Blaine County
jail upgrade planned
Data system paid
by federal funds
By GREGORY
FOLEY
Express Staff Writer
The
Blaine County Sheriff’s Office is planning to install a new
data-management system at the county jail in Hailey with roughly
$150,000 in federal funds it received for housing criminal illegal
aliens on a short-term basis.
Sheriff
J. Walt Femling last week said a new computer-based system is needed to
replace an outdated data-recording system currently in place at the
jail. The existing system installed in 1987 is "archaic" by
modern standards, and involves recording much of the data of day-to-day
operations by hand, he said.
Emphasizing
the need for the new system, Femling said the six-figure windfall from
the U.S. Department of Justice was a welcome surprise.
"This
was totally unanticipated revenue," he said. "We’re always
looking for opportunities to create revenue other than taxpayer funds,
but we thought we’d only get five- or six-thousand dollars (for our
services)."
Femling
and the Board of County Commissioners this summer solicited proposals
from qualified private enterprises interested in contracting to install
the new computer system, with the deadline for submission passing last
weekend.
Heather
Saunders, assistant jail administrator, said Monday that six proposals
had been submitted before the Aug. 3 deadline, and were being prepared
for review by jail officials this week.
The
county currently maintains a 30-bed jail in downtown Hailey adjacent to
the Sheriff’s Office, plus a 20-bed minimum-security facility on the
south end of the city near Friedman Memorial Airport.
The funds
to pay for the new system came to the Sheriff’s Department through the
federal government’s State Criminal Alien Assistance Program. Through
the program, the Immigration and Naturalization Service—a division of
the Justice Department—pays funds to non-federal law enforcement
agencies throughout the nation for detaining illegal residents that have
allegedly committed felonies, repetitive misdemeanors and misdemeanors
characterized as "serious."
The
federal government each year determines how much money will be doled out
to agencies—such as the Blaine County Sheriff’s Office—through a
complicated formula based on the number of days criminal illegal aliens
are housed in the agency’s jail before they are transferred to an INS
facility, Femling explained.
Based on
jail-inmate figures at the county jail from July 1, 2000 to June 30,
2001, Justice determined that Blaine County was eligible for
approximately $200,000 of compensation for that non-calendar year,
Femling said.
He noted
that a company hired by the county to consult on and prepare the
application for the funds received a 20 percent portion of the total
amount received, leaving the county with some $150,000 in extra income.
Figures
from the time period examined for the grant show that Blaine County
housed inmates for a total of roughly 10,800 "jail days"—a
figure which includes the entire length of stay for all inmates.
Jail
officials do not have exact figures on how many jail days the county
housed criminal illegal residents.
However,
Femling said that it can cost the county as much as $70 per day to house
each inmate, despite relatively low costs for providing meals.

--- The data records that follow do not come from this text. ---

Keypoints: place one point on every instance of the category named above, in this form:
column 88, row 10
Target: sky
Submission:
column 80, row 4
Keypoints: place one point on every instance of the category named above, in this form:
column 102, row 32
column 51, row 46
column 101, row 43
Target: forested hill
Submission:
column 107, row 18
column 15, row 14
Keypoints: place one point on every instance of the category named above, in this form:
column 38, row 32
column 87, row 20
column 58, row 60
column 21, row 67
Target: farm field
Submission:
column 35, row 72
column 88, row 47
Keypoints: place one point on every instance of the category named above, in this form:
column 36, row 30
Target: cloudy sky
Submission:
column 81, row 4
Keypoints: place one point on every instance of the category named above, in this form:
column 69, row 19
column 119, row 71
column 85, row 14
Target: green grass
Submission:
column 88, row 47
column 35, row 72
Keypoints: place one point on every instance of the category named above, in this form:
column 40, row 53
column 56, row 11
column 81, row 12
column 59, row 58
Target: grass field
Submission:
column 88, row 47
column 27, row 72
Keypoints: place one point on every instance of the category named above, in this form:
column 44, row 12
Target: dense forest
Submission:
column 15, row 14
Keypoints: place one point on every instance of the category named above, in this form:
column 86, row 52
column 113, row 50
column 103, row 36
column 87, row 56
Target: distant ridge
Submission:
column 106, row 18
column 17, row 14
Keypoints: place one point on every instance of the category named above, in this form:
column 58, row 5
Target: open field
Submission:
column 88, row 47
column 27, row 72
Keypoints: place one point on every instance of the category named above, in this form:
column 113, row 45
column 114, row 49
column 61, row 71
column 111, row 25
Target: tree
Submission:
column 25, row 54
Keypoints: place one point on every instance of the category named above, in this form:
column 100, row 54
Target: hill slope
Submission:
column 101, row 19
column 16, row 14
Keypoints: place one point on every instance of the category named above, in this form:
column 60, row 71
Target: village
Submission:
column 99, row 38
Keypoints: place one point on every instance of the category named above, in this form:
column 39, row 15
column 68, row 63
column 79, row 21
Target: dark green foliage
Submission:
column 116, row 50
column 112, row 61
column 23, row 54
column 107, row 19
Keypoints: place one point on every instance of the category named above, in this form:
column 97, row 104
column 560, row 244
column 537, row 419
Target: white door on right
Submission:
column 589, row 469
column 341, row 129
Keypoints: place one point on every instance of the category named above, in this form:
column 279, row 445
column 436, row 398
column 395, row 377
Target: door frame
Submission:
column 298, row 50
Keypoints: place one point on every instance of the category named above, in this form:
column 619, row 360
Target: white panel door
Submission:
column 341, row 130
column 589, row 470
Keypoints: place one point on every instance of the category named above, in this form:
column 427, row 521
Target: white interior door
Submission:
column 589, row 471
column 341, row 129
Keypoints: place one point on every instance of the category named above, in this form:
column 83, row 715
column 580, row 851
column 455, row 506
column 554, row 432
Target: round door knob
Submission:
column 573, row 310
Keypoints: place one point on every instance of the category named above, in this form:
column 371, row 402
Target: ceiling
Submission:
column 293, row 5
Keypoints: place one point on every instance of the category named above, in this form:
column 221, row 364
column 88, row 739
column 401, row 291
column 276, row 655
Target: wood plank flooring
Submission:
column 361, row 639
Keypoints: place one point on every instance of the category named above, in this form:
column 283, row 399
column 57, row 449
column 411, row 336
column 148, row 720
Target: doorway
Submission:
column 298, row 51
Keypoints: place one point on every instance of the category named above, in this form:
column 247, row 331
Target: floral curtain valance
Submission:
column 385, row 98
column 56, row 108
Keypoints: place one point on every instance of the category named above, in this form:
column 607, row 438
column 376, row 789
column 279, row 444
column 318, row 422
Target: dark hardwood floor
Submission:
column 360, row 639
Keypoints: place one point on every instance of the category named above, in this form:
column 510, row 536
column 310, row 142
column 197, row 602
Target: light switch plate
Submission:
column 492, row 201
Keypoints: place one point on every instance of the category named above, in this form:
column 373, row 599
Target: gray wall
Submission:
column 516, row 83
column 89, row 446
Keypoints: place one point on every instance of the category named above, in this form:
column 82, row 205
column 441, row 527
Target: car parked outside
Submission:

"Personnel really drives up the cost," he said.
Femling
said that criminal illegal residents tend to stay at the jail longer
than most other criminal offenders because they are generally not
released on bail while local authorities process the charges. Typically,
the suspects are held in Hailey until they are assigned to the control
of an INS agent from Twin Falls.
The
proposed jail-management system will "keep data on
everything," from dates of bookings and releases, to digital inmate
photographs, to the time and amount of medicine an inmate is treated
with, Femling said.
Femling
said that the new data-recording system at the jail will not only make
the facility operate more smoothly, it could help the county protect
itself against lawsuits that call into question how an inmate was cared
for. "There is a liability issue," he said. "You want to
keep good records so you can’t be sued."